Of course, I’m sure you can find other things to improve the tutorial. If you do, feel free to open a GitHub issue or comment on this blog.
Better Tutorials
I will redouble my efforts to have tutorials reflect more real-world situations, without making it so complicated that you can’t learn the basics of what you came to learn in the first place.
See all our fabulous tutorials in the SAP Tutorial Navigator.
Nope - Unforgivable. There is nothing to forgive.
You took the time out to write the tutorial, and then revisit it later. That is amazing. I for one am applauding you this morning. Thank you for taking the time to look at it a second, third or one millionth time.
Here's the thing, some tutorials are not very good. But if I take the time to muddle through them, I find I have a better understanding than if I was given the complete solution. But that's just me. Sometimes I need something really quick. When that happens, I usually don't look towards tutorials. Those are for the times when I want to really learn something.
Some people will disagree with me.
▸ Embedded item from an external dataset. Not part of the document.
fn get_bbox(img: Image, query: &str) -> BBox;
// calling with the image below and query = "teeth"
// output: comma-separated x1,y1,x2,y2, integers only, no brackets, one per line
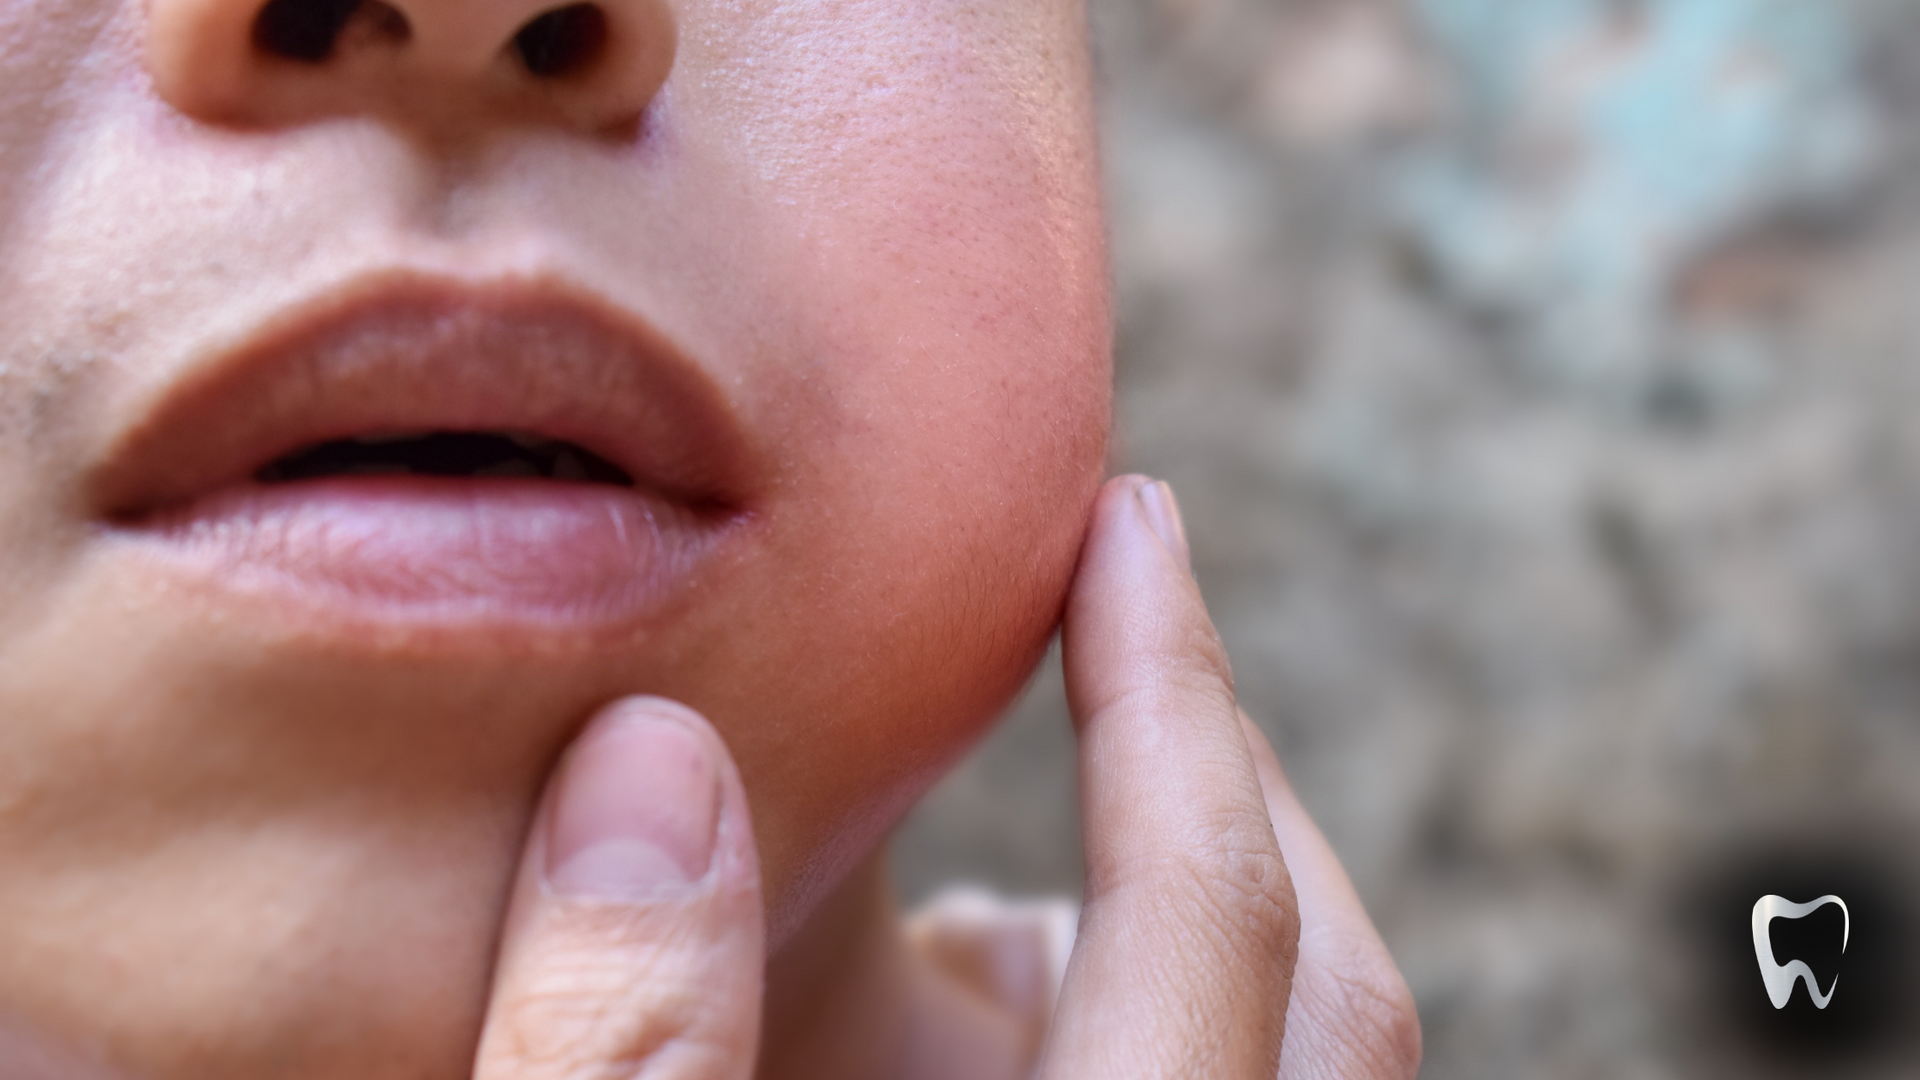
552,450,589,482
507,432,555,450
I've been told that we don't really want someone to learn something the wrong way. I can understand that. But if they don't begin to learn - it doesn't matter. I remember my first ABAP course. (And yes, it was from SAP) We learned how to use logical databases. We also learned select * - and no into table it was select * do some programming / endselect. Within the first few weeks, I found out what a mistake that was. The runtime was horrible, debug would break.... and... I still remember it.
But if I think about the development I've done/am doing. There is always something I could do better. Keeping the tutorials up to date is going to be quite a chore. We are in a place where the technology is coming at us really fast. Things are changing, and if you don't take tutorials, books, and well any learning sometimes I question them all. Eventually coming up with my own style.
So thank you - and I'm 100% sure your tutorials will get better. I, myself struggle a bit thinking about doing a technical blog. Why? Because I'm 100% it won't be "right" as in I didn't follow all the clean code directive. <Smile> Or I will just confuse someone.
And as usual - I'm very verbose. I hope everyone visits the tutorials as time permits. They are well worth it.
Thanks, Michelle Crapo for your comment (almost as long as the blog) and for applauding. I agree that when I need something real quick, I basically end up on stackoverflow looking at the accepted answer to a relevant question (as I just did to understand Dockerfiles or jq or httpie as I was trying to learn GitHub actions).